I use a fixed 100 grain Muzzy 3 blade and have never had issues. They are inexpensive and accurate. No chance of a blade not opening up causing a wounded animal and long grueling blood trail. Not saying they are the best, but a great place to start for sure. I also use Gold Tip Arrows. Your length and weight will be determined by your set up. A more slimmer diameter arrow will offer better penetration. I still use the Whisker Bisquit arrow rest. It's not the latest and greatest, but the first time you lose a shot opportunity because your arrow falls off the rest, or the angle is to steep, then you will second guess your choice and kick yourself for it. I shoot and old Mathew's Switchback XT, and love it. There are of course many faster, prettier, and newer bows on the market, but I am comfortable with it and trust in your equipment goes a long way. If I miss, it's on me.

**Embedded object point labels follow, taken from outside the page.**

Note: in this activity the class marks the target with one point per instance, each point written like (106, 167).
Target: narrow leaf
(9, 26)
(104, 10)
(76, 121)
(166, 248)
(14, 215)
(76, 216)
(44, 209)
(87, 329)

If it's your equipment failing, then it's still your fault. Don't fall for all of the new bells and whistles that are out there. It doesn't matter if you bow shoots a 1000 fps, if it isn't easy to draw and hold, and if it isn't accurate, then its just an expensive paper weight. You don't have to break the bank to get started. A good quality used bow is just as effective as a new one. And above all else, practice. Hope this helps you some!


----------



## Whitebassfisher (May 4, 2007)

How about Slick Trick fixed 100 or 125 grain? I like fixed, but mentioned Slick Tricks over Muzzy because of .035 thick blade.


----------



## cva34 (Dec 22, 2008)

Its a tough ??? Fixed have one advantage they stay together(mostly) and are always open...and in general penetrate well..Tuning can be issue...I had great luck with Thunderhead/Muzzy not saying rest are bad just aint used..
Mechanical have one advantage they tune easy...and cut a wide path..(which can be blessing or monster) some want to open in flight, some don't open..If its wide 2 blade and 1 blade catches a hard bone and the other soft they want to turn some..and can be problem..I have had good luck with Swhacker but they can turn...They shoot like field points 

Idealy if you could find something that would shoot in both Bow and Xbow it would be Fantastic...Its doable..but a challange which is practice and that makes you a better shot..
But always remember its where you hit them that is #1; not recomended but a field point through heart lung is Deadly within a few hundred yard...when The best broadhead sharp and wide in the guts ain't.not for hours and or days and miles


----------